Ева тогда вообще смутно представляла себе будущее. Даже завтрашний день, а уж тем более такое отдаленное, как время окончания университета, в который она ведь еще только собиралась поступать. А на русском отделении она хотела учиться лишь потому, что Толстого любила больше, чем, например, Гёте. Так она и объяснила бабушке, на что та только вздохнула.
– Как знаешь, – сказала она. – Ты взрослая девочка, мое дело – предложить.
Если бы выбирать институт пора было Юре, бабушка Эмилия, конечно, не была бы так спокойна и сутки напролет могла бы его уговаривать «как лучше». Хотя Юру, наоборот, бесполезно было убеждать сделать то, что он не считал нужным делать, а Ева легко поддавалась влияниям.
Но у бабушки имелось на этот счет свое мнение, которое она высказывала без стеснения, – и, наверное, была права.
– Юра – мужчина, – сказала она. – Он должен иметь профессию, иметь судьбу.
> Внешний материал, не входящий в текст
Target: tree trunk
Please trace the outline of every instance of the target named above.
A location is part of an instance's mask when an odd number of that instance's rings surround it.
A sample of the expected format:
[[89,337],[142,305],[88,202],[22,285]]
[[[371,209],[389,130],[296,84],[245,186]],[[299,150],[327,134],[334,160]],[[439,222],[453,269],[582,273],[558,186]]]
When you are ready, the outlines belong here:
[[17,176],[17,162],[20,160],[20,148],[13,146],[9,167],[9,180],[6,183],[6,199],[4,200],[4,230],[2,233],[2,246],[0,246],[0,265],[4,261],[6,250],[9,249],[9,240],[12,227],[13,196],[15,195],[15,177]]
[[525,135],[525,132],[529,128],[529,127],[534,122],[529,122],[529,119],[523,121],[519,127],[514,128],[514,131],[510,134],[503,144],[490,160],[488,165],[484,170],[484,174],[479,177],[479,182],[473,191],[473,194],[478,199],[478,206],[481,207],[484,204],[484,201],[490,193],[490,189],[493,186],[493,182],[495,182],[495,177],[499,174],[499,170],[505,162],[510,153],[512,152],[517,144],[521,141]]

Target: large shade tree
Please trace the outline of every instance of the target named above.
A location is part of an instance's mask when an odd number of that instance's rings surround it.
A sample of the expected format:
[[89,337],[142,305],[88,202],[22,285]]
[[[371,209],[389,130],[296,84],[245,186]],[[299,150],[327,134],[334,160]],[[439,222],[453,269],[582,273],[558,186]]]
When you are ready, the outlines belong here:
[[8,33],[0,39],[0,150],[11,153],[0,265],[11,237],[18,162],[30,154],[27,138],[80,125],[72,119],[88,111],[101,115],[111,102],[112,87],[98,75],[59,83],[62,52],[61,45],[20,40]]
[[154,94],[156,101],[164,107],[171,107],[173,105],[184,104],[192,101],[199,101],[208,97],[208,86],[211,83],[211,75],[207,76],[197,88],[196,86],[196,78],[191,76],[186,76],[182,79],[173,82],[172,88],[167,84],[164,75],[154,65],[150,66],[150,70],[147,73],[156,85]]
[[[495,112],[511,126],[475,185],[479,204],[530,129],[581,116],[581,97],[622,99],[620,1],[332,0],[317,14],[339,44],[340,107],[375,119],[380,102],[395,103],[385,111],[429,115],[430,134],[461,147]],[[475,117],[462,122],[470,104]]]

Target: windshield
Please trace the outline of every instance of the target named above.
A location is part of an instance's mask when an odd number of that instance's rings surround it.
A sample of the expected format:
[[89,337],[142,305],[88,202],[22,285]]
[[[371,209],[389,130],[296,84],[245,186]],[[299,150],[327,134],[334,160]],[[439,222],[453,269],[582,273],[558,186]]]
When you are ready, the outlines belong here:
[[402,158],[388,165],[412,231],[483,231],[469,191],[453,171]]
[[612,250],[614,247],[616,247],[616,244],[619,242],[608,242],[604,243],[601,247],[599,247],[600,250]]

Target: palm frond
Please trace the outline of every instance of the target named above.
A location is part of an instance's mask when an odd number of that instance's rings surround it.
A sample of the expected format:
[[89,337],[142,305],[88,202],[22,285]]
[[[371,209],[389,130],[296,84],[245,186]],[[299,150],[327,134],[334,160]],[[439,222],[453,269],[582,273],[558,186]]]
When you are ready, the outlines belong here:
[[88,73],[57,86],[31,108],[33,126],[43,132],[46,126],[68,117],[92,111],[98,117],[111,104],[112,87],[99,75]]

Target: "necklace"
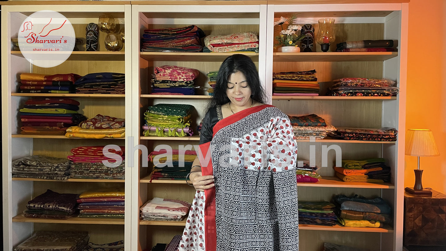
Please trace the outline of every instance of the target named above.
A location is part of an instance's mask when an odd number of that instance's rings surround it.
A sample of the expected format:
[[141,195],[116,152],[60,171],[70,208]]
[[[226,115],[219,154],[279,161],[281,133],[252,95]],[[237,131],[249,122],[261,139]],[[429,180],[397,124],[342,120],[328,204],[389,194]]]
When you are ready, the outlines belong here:
[[[251,99],[251,106],[249,107],[249,108],[251,108],[252,107],[252,105],[253,104],[254,104],[254,99]],[[235,114],[235,113],[234,113],[234,111],[232,111],[232,109],[231,109],[231,101],[229,101],[229,110],[231,110],[231,112],[232,113],[232,114]]]

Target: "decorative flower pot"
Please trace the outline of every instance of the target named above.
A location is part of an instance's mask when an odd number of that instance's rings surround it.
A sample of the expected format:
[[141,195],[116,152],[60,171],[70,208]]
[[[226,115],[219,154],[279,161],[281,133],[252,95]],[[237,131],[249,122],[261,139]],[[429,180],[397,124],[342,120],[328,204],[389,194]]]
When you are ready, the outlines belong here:
[[283,46],[277,49],[277,52],[300,52],[301,48],[297,46]]

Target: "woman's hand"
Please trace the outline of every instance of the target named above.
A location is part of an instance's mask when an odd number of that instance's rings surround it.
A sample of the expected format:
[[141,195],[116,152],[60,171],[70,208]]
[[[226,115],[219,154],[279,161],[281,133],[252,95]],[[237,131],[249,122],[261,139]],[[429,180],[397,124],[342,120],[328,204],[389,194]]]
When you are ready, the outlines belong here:
[[202,176],[201,174],[201,172],[195,172],[189,175],[189,178],[194,185],[195,190],[204,192],[205,189],[215,185],[213,183],[215,181],[214,176],[212,175]]

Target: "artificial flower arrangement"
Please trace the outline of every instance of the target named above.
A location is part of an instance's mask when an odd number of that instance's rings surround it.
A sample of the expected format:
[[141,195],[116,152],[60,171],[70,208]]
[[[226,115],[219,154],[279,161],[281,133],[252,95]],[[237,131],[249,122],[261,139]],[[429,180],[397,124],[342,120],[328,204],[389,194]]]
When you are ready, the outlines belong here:
[[[296,15],[293,14],[292,16],[288,18],[281,16],[278,21],[274,22],[275,26],[280,25],[282,29],[280,35],[276,36],[276,40],[277,43],[274,44],[274,49],[282,46],[297,46],[297,42],[306,36],[306,34],[297,35],[297,31],[302,29],[302,26],[299,25],[294,24],[296,18]],[[286,29],[284,29],[283,25],[285,24],[285,23],[288,23],[286,25],[288,25],[288,27]]]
А Еве надо выйти замуж, и чем скорее, тем лучше. Родит детей и будет учить с ними стихи.
Мама, как обычно, не спорила с бабушкой Эмилией. Если она бывала с ней не согласна, то это всегда становилось понятно не сразу, и не по лицу ее, а только по поступкам. Но в этом случае – с чем можно было спорить? Если бы Ева с детства мечтала, например, стать космонавткой, а бабушка уговаривала бы ее работать поварихой в столовой, – тогда другое дело, тогда мама нашла бы способ не согласиться со свекровью. А так… Все ведь понятно.
Все было понятно и потом, когда Ева уже училась на филфаке – конечно, вполне прилично училась, иначе ее и не взяли бы на работу в родную школу, несмотря на бабушкины связи. И когда взяли, тоже все было понятно, и выбор был сделан совершенно точно.
Евина школа, которая теперь называлась гимназией, являла собою как раз ту идеальную точку, в которой только и могла работать такая учительница, как Ева Валентиновна Гринева. Это была центральная школа, одна из самых лучших – из тех, в которые попасть человеку со стороны практически невозможно. Но вместе с тем здесь каким-то чудесным образом сумели не создать отвратительную атмосферу общего снобизма, столь присущую подобным заведениям.